Philadelphia took a step toward banning plastic bags — and dropped a proposed fee for paper bags
A vote before a Philadelphia City Council committee to ban plastic bags came after the legislation's sponsor opted to compromise and remove a proposed fee for customers who use paper bags. The legislation will now go to the full Council.
Philadelphia City Council took a step toward banning single-use plastic bags Tuesday, as a Council committee voted in favor of a bill that would prohibit retailers from providing them to customers.
The vote came after Councilman Mark Squilla, the bill’s sponsor, opted to compromise and remove a proposed fee for customers who use paper bags. The legislation will now go to the full Council.
Squilla introduced the bill in June to ban all single-use plastic bags and require retailers to charge 15 cents for paper bags. He removed the fee from the bill Tuesday to compromise with Councilwoman Maria Quiñones-Sánchez, who chairs the Licenses and Inspections Committee and criticized the fee as regressive and hurtful to low-income residents.
“I’m against any regressive tax and any fee to poor people, particularly in food deserts,” she said.
Squilla and supporters of his bill pointed to other cities’ experiences adding fees to bag bans and seeing a greater impact because the fees encouraged more people to bring their own reusable bags. But he ultimately chose to move forward with only the ban on plastic.
“I think it seems like everybody’s in the same boat of getting rid of the single-use plastics,” Squilla said.

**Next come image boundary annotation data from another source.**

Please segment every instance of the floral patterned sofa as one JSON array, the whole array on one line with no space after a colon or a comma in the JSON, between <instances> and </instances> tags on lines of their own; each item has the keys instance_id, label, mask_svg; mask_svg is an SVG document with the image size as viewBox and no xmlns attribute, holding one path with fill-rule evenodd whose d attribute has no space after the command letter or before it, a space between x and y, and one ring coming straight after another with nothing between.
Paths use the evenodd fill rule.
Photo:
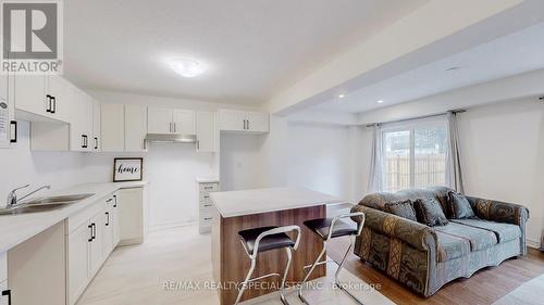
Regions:
<instances>
[{"instance_id":1,"label":"floral patterned sofa","mask_svg":"<svg viewBox=\"0 0 544 305\"><path fill-rule=\"evenodd\" d=\"M449 219L436 227L385 212L388 202L429 196L447 211L449 192L448 188L434 187L364 196L351 209L366 214L355 254L424 296L457 278L527 254L529 211L521 205L467 196L477 217Z\"/></svg>"}]
</instances>

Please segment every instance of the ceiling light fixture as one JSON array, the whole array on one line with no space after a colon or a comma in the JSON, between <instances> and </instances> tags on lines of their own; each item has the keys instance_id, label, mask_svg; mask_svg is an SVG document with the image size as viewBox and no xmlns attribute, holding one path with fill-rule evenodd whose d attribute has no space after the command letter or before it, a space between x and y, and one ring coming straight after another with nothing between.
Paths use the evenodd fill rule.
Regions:
<instances>
[{"instance_id":1,"label":"ceiling light fixture","mask_svg":"<svg viewBox=\"0 0 544 305\"><path fill-rule=\"evenodd\" d=\"M206 66L201 62L189 59L172 60L170 66L183 77L195 77L206 71Z\"/></svg>"},{"instance_id":2,"label":"ceiling light fixture","mask_svg":"<svg viewBox=\"0 0 544 305\"><path fill-rule=\"evenodd\" d=\"M452 71L456 71L456 69L460 69L461 67L460 66L453 66L450 68L446 68L446 72L452 72Z\"/></svg>"}]
</instances>

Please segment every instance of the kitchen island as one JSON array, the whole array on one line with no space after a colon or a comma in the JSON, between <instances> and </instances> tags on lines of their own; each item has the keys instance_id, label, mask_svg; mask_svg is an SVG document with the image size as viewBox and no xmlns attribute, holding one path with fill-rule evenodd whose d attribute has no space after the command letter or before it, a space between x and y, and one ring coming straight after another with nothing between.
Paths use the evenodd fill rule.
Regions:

The regulations would apply to retail establishments, including supermarkets, convenience stores, clothing and department stores, dollar stores, restaurants, food trucks, farmers’ markets, and delivery services. The legislation would also ban plastic bags used to hold newspapers and circulars. Another amendment made Tuesday would exempt dry cleaners from the plastic bag ban.
The bill is the fourth attempt at passing legislation in Philadelphia to regulate plastic bag use; previous attempts failed to pass through City Council in 2007, 2009, and 2015.
Mayor Jim Kenney’s administration supports the bill.
“It’s been a long, strange trip to get here,” said Nic Esposito, director of the administration’s zero waste program. “This is something that is going to be an ongoing conversation.”
The bill passed out of committee despite a state law banning the implementation of regulations on plastic bags. The state law blocks municipalities from enacting bag regulations for one year. Squilla amended his bill Tuesday to go into effect on July 2, once the prohibition has lapsed.
Donald Braceland, a member of the West Chester Borough Council, told the Philadelphia Council committee Tuesday that his borough moved forward with the ban despite the state law.
“It’s the right thing to do and I voted yes," Braceland said. “Philadelphia can do it, too.”
The bill’s opponents include the American Forest & Paper Association; a representative for the group spoke out Tuesday against the proposed fee on paper bags. There was no testimony at the hearing from the plastics industry, which has opposed bag bans across the country.
Several Philadelphia residents and environmental advocates testified in favor of the bill. Charito Morales, a neighborhood advocate in North Philadelphia, urged the committee to move forward with the ban to reduce litter.
“We have more plastic bags flying all over my neighborhood than birds," she said.